Laundry

I’m amazed at how some things that would be a simple task in the U.S. are incomprehensibly difficult in France. Take doing laundry for instance:

I live in a university dorm room in Dijon. There are nearly 20,000 students that attend the university. There are over 20 dorms here at the University. We share ONE room to do laundry. This laundry room has THREE washers and THREE dryers. Let’s do the math:

Each dorm has 33 people per floor. Each dorm has four floors, that’s 132 students per dorm plus the service staff (who also live in the dorms). So, nearly 140 people per dorm building. 140 people in each of 20 buildings is 2800 people over all, with just three washers and dryers among us.

The washers hold very little clothing. I can easily fit twice as much clothing in a U.S. washing machine than I can fit into one of these small, Lilliputian machines. I swear these things were designed by Handy to accomodate Schtroumpfs.

As if all this isn’t a big enough pain, it costs €2.30 to wash one load of laundry and then €1.60 to dry my clothes completely. Since the washers are so small, I have to do five loads a week. This means I spend nearly €20 a week on laundry or €80 a month! The only thing that costs me more is my rent. And if you wonder what €80 translates to, that’s about $100. I could go to Switzerland for a weekend on €80. I could take my girlfriend out for a nice dinner, a movie and dancing TWICE on €80. It’s insanely expensive. In the U.S., I spent MAYBE $10 a week on washing…

And since there’s only three machines for the entire campus (and they’re only open from 9h00 to 22h30) I have to queue for nearly 2 hours just to get a machine. Then, as it takes me 2 hours to wash and dry one load of laundry, it takes me literally ALL DAY to wash all my clothes.

I’ve been able to cut down on the incovenience by wearing my jeans two or three times before washing them and using special dryer sheets to clean my sweaters.

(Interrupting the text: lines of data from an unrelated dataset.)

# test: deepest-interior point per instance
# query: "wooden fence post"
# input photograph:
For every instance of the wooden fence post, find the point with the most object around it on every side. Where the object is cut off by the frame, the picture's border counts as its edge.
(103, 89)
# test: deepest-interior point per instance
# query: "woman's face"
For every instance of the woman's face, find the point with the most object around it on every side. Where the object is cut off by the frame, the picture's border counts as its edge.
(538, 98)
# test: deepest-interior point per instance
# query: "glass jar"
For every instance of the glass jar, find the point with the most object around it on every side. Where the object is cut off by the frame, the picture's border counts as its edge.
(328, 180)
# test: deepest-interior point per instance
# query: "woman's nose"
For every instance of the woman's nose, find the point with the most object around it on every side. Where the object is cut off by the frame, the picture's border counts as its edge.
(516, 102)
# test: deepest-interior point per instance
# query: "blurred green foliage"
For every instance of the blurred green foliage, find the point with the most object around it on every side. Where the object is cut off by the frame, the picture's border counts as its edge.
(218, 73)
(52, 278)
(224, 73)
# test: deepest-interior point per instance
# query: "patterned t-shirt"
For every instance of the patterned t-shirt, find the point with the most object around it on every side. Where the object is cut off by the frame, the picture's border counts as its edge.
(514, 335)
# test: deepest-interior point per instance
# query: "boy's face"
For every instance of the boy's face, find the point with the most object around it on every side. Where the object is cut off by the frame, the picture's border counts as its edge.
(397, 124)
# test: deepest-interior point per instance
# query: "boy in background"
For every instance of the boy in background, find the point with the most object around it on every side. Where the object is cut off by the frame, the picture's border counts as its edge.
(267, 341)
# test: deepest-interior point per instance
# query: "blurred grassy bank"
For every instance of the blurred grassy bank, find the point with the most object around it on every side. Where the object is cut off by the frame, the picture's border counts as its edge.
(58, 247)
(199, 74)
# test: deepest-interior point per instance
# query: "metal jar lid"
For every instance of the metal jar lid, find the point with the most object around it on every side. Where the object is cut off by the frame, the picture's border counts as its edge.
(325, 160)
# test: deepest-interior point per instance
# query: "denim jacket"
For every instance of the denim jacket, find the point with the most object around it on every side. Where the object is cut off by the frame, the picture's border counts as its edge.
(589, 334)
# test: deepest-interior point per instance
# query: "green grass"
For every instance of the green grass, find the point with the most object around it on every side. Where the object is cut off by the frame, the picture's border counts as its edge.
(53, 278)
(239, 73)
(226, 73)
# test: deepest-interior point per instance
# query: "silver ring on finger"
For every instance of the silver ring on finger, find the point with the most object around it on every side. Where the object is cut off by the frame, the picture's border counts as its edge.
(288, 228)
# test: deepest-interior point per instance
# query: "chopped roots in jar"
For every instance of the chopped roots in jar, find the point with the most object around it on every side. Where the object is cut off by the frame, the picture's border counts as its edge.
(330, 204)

But while this saves me a little money, it still takes over half the day to wash my clothes.

You may think it would be better for me to go to a different laundrymat, but the others are more expensive, costing €5 to wash and €2 to dry.

Oh, and the method of payment is great. There’s no change machine in the laundry room, so I have to to the Post Office to get €20 in change for the machines (yes, the POST OFFICE, I am neither kidding nor lying when I say that the BANKS here don’t actually have money). Then the machines themselves don’t have a slot to pay, there’s one central payment box where you drop in your money and press the number for the dryer or the washer you’re using. No change is given if you don’t have exact change AND if you accidentally over pay on the dryer, you don’t get any extra time credited. You get 26 minutes exactly. No more, no less. Even better, if you open the dryer and the dryer stops, you still run down the timer, whether or not the dryer is actually going.

When I visited Nice, the hostel I stayed at charged us €5 to do ALL our laundry, including folding it!! It costs €40 round trip to get to Nice and €20 a night for the hostel plus €5 for the laundry, and since breakfast is included, hmmm it’s cheaper for me to go to Nice to do my laundry than it is to do it here… and somehow that doesn’t surprise me.

Afterall, in France, peanut butter can only be found in the international aisle at the supermarkets…

However, as I’ve said before, I love it here and I am glad I came here.